This work addresses the prevalent issue of object hallucination in large vision-language models (LVLMs), which undermines their reliability in real-world applications. The authors propose a training-free, hierarchical adaptive weight editing method that introduces, for the first time, a Hallucination Insensitivity Score (HIS) to guide precise identification and intervention on decoder layers most susceptible to hallucination. By selectively adjusting these layers, the approach effectively suppresses hallucinatory outputs while preserving the model’s pretrained knowledge. Compatible with mainstream architectures such as Qwen, LLaMA, and Vicuna, the method reduces hallucination rates by an average of 61.8% across multiple benchmarks—including CHAIR, MME, and GPT-4V–assisted evaluations—without introducing additional parameters, inference latency, or computational overhead.
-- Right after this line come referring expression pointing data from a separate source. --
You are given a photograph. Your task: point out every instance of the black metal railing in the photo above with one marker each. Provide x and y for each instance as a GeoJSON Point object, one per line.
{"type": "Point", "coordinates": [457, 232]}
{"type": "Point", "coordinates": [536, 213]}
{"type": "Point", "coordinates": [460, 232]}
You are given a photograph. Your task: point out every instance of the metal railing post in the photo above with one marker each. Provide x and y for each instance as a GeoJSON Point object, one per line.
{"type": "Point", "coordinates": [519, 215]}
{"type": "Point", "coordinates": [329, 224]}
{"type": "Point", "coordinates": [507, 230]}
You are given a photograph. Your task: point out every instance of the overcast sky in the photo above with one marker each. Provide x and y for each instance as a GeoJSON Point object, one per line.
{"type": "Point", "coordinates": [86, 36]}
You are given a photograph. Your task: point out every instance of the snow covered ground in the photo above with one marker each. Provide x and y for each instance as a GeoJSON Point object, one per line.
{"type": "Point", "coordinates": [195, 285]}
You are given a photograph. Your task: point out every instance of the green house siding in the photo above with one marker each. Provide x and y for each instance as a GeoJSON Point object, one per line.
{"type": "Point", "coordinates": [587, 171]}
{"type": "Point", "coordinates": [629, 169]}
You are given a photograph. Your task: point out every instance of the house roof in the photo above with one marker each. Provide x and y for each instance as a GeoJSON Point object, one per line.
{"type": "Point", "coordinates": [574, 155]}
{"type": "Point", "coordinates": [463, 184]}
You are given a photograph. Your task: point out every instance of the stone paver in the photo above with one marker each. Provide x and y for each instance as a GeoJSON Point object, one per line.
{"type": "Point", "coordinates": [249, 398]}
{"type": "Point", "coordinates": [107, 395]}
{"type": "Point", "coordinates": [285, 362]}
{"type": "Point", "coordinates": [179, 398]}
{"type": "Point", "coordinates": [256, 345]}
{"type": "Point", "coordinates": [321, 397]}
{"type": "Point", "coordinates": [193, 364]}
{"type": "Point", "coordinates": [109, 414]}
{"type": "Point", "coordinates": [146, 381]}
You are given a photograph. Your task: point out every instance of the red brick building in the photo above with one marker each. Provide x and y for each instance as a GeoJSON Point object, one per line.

Large Vision-Language Models (LVLMs) have demonstrated impressive multimodal understanding capabilities, yet they remain prone to object hallucination, where models describe non-existent objects or attribute incorrect factual information, raising serious concerns for reliable real-world deployment. While fine-tuning is a commonly adopted mitigation strategy, its high computational cost and practical difficulty motivate the need for training-free alternatives, among which model editing has recently emerged as a promising direction. However, indiscriminate editing risks disrupting the rich implicit knowledge encoded in pre-trained LVLMs, leading to a fundamental question: how much intervention is necessary at each layer to suppress hallucinations while preserving pre-trained knowledge? To address this question, we present a systematic analysis of LVLM decoders built on three widely used large language model backbones-Qwen, LLaMA, and Vicuna-revealing clear layer-wise differences in susceptibility to object hallucination. Building on these insights, we introduce the Hallucination Insensitivity Score (HIS), a principled metric that quantifies each layer's sensitivity to hallucination and provides guidance for targeted intervention. Leveraging HIS, we propose Hallucination Insensitivity Model Editing (HIME), a simple yet effective layer-adaptive weight editing approach that selectively modifies latent features to suppress hallucinations while preserving pre-trained knowledge. Extensive experiments demonstrate that HIME reduces hallucinations by an average of 61.8% across open-ended generation benchmarks, including CHAIR, MME, and GPT-4V-aided evaluation, without introducing additional parameters, inference-time latency, or computational overhead.